Suri said transnational families also faced other difficulties, citing the case of Adlyn Teoh, a Malaysian who was unable to visit her 94-year-old grandmother in Sarawak as her China-born eight-year-old son would have to undergo quarantine alone.

“His status meant that he had to undergo a mandatory quarantine while I didn’t. How could I leave my eight-year-old alone in an unfamiliar place?” Suri quoted Teoh as saying.

Under the Federal Constitution, children born overseas to Malaysian fathers are automatically granted citizenship.

Those born to Malaysian mothers, meanwhile, need to apply for citizenship.

Critics have said there is almost no chance of such applications succeeding.

Activists say the provision violates Article 8(2) of the constitution, which states that there shall be no discrimination against citizens based on religion, race, ethnicity, place of birth or gender.

Deputy Home Minister Ismail Mohamed Said recently defended the practice. He argued that in other countries, children born overseas follow their father’s citizenship, and as such, there could be dual citizenship for children born abroad to Malaysian women with foreign husbands.

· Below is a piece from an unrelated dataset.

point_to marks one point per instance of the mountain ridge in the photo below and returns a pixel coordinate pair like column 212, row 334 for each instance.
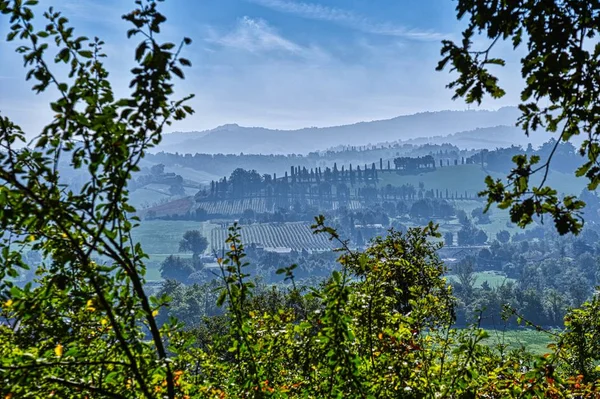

Malaysia does not recognise dual citizenship.

Suri reminded the government that it is a party to UN Convention on the Elimination of All Forms of Discrimination Against Women, as well as the UN Convention on the Rights of the Child.

“Malaysia is one of only 25 countries worldwide that does not grant women the right to confer nationality on their children on an equal basis as men,” she said at the press conference, which was also attended by Teoh and Myra Eliza Mohd Danil.

“In 2006, Indonesia reformed its nationality law to uphold comprehensive gender equality, making Malaysia and Brunei the only nations in Asean to maintain gender-discriminatory citizenship laws.”